N. L. : Nous avons mis en place sur le site de Balard des bornes numériques positionnées sur des passages pour permettre à des personnes handicapées de se guider. Mais il faut continuer nos efforts. Je suis restée deux mois en fauteuil roulant à la suite d’un accident et j’ai réalisé que c’était très compliqué de circuler seule. J’avais quelqu’un qui me poussait et qui m’aidait car les portes ne s’ouvrent pas automatiquement.
Avez-vous été confrontée, dans votre vie professionnelle, à des personnes avec des troubles psychiques ?

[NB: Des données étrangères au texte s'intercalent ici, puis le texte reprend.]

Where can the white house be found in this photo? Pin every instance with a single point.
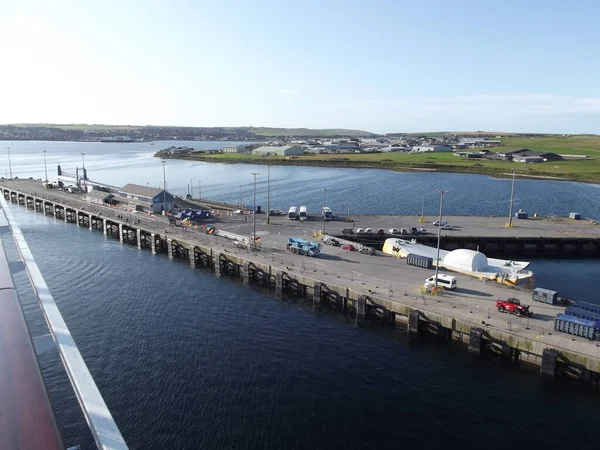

N. L. : Oui, certaines situations peuvent devenir dramatiques si on n’agit pas. Nous mettons quand cela est nécessaire, avec les managers, un suivi avec le médecin de prévention et un psychiatre. Mais parfois, cela n’a pas été suffisant. Avec du recul, je dirais qu’il faut rester très vigilant face à ces situations et entourer la personne en souffrance.
Cécile TARDIEU-GUELFUCCI
Pour le Chemin vers l’insertion
(1) DuoDay permet la formation de duos entre des personnes en situation de handicap et des professionnels volontaires dans de nombreuses entreprises, collectivités ou associations.
(2) Handeco a été créée en 2008 à l’initiative des plus grandes associations et fédérations nationales, dont l’APF France Handicap, la Fédération APAJH et Nexem.
NB : Cécile Tardieu-Guelfucci fait partie du Groupe Histoire et Patrimoine de la RC GMP. Elle est commandant ad honores.